Unlike the characters, however, True Blood was not destined for an eternal life and began to
age. Plotlines got more and more
ridiculous, the show developed an unhealthy tendency toward melodrama such that
the speechifying and campy grandstanding of the later seasons stand in stark
contrast to the more nuanced and, at times, genuinely scary first few seasons. Where the first two seasons played with
the audience’s expectations about reality and mystery, the show in its later
life preferred to keep strictly to over-the-top plot contrivances and
characters behaving like characters instead of people.
An assemblance of well-developed, three-dimensional characters that were sadly never seen again after season three.
Nothing is more illustrative of this trend that season
seven’s insistence upon finding a way to bring lead characters Sookie and Bill
back together. True Blood was premised on the story of
diner waitress Sookie Stackhouse falling in love with Bill Compton, a nearly
200-year-old vampire who is the first of his kind to make himself known to
humans in his small Louisiana town.
Sookie and Bill remained the show’s primary couple for the first three
years before starting to breakdown in season four. By the start of the final season, it is well established
that both characters have moved on, however the writers couldn’t resist the
chance for an easy bookend and piled on the nostalgia to create a final story
arc where both characters realize that they are Meant To Be or something. This is particularly remarkable
considering that neither character in the novels that serve as the show’s
source material ever comes to any similar consideration. Thanks, Hollywood.

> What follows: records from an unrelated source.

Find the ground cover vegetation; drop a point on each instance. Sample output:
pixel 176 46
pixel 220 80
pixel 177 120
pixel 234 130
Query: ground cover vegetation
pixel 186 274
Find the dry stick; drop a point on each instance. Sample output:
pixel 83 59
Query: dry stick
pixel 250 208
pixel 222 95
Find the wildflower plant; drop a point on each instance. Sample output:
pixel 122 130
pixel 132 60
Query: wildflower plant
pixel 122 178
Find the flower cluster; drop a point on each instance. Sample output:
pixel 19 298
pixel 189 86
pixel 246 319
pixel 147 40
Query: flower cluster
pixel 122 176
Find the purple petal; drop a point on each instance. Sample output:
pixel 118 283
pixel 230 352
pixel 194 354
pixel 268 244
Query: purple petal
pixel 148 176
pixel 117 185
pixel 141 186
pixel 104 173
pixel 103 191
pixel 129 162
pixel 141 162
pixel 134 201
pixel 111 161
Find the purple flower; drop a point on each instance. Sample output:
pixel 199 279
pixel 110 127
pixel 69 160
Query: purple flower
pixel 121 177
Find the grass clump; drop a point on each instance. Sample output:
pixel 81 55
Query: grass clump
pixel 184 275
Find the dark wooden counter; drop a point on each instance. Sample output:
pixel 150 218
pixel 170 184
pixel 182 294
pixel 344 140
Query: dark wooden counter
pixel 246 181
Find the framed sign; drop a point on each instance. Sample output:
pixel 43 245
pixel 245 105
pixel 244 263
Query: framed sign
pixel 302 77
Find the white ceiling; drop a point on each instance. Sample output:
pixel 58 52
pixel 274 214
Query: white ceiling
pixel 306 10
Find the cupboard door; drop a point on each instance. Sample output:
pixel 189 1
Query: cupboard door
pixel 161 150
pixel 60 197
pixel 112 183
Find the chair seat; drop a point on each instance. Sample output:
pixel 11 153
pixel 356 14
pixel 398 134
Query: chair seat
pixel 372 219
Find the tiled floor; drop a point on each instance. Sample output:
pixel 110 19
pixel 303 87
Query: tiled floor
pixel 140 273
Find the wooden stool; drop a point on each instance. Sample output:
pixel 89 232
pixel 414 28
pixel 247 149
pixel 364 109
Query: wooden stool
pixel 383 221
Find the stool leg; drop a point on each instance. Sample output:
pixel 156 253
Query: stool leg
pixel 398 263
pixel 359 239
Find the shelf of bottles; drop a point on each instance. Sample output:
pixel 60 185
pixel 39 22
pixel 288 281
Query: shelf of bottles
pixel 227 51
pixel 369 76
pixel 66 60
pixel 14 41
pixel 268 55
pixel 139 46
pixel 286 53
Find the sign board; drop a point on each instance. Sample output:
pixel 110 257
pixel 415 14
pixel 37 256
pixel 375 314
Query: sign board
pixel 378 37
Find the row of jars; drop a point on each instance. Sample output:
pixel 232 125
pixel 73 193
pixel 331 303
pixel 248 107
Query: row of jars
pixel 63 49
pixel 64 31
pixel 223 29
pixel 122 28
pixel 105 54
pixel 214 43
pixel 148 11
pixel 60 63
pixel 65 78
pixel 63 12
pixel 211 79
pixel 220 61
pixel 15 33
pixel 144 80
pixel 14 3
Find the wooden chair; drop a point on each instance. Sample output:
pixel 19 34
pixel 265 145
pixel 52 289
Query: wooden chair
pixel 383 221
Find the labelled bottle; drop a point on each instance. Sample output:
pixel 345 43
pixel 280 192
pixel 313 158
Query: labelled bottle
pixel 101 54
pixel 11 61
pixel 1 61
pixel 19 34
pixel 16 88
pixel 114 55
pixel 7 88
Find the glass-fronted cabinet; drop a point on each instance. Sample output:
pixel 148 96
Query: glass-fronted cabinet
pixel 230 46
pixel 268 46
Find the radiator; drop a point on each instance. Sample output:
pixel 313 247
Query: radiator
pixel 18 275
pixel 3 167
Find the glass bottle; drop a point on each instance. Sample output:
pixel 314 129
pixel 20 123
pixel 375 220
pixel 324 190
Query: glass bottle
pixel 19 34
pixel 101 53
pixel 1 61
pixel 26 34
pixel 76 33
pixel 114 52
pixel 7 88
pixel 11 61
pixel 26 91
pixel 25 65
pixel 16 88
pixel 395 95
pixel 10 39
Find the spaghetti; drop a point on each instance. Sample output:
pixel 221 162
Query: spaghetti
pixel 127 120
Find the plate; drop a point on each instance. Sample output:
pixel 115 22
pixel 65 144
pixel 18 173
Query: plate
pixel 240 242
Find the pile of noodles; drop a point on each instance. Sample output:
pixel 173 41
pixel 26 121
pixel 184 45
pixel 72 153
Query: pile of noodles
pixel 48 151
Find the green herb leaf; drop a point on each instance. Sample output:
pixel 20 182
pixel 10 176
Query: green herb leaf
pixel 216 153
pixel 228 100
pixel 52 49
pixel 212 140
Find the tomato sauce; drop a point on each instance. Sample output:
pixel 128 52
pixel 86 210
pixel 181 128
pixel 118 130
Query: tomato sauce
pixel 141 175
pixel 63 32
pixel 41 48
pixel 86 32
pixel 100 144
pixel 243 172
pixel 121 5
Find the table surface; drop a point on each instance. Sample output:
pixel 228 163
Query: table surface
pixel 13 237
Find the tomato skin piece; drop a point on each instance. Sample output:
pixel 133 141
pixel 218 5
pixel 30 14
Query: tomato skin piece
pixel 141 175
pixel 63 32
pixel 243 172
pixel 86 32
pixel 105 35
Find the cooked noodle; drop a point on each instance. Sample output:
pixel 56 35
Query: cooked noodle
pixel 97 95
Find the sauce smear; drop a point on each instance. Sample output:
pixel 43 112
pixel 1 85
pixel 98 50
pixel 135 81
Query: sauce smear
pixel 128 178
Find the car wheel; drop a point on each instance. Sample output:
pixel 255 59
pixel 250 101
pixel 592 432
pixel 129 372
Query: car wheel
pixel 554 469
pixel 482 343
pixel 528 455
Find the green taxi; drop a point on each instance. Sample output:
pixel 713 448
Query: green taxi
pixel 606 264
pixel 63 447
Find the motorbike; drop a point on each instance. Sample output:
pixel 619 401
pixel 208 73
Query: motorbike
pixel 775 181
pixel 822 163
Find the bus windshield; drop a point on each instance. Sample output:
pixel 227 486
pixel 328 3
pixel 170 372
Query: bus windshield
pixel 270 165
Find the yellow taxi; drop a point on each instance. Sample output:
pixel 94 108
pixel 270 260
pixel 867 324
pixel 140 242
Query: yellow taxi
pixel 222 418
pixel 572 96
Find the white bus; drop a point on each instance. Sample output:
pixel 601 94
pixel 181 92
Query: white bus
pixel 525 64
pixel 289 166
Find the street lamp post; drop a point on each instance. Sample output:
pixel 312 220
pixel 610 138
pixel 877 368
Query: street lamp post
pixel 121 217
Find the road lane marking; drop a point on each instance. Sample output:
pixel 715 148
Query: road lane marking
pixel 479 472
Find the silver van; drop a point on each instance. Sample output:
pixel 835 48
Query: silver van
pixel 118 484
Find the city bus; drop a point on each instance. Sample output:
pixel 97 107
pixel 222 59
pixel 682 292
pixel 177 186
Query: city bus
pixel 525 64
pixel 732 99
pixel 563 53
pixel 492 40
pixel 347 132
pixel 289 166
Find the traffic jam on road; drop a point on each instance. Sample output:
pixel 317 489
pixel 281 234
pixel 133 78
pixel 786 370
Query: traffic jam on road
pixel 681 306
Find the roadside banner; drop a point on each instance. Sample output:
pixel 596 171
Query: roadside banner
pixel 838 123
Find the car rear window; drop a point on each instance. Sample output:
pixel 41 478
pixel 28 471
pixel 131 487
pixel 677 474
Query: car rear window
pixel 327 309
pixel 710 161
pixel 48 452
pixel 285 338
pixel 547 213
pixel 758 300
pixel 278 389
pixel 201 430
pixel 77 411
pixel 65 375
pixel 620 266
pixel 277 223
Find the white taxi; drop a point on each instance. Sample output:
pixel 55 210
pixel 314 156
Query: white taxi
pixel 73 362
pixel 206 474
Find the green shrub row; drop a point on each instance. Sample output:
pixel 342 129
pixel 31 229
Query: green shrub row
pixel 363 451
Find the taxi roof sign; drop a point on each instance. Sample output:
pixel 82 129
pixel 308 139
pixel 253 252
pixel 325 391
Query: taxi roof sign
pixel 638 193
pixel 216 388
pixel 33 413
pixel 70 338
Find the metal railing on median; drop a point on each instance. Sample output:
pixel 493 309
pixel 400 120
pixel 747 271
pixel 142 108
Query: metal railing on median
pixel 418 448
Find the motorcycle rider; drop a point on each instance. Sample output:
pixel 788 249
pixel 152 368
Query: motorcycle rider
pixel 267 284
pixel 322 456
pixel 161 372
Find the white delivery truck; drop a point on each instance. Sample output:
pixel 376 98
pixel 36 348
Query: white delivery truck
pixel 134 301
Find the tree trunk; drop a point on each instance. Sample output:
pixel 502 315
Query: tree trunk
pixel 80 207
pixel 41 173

The final season is slightly mitigated by sheer number of
Easter Eggs tossed in to appease long-time viewers. The return of
several fan-favorite characters, as well as the reunification of several
others, helped to send the show off properly even if several other major
characters, Tara and Alcide being the two most prominent, are given some of the
most abrupt write-offs in the history of television.
So Hail and Farewell, True
Blood. I won’t miss your
convoluted storylines, but I will miss Eric. I won’t miss your unfortunate tendency toward saccharine storytelling,
but I will most definitely miss Pam.
Actually, thinking on it, Pam is the thing I’m going to miss the
most. Someone get Kristin Bauer
van Straten a pilot, STAT. Meanwhile,
I remain confident that television audiences have not lost their taste for WTF programming. In any case, Salem is going to have some large, bloody shoes to fill.
Oh, Pam. You can keep sassing me/slitting my throat for another ten seasons.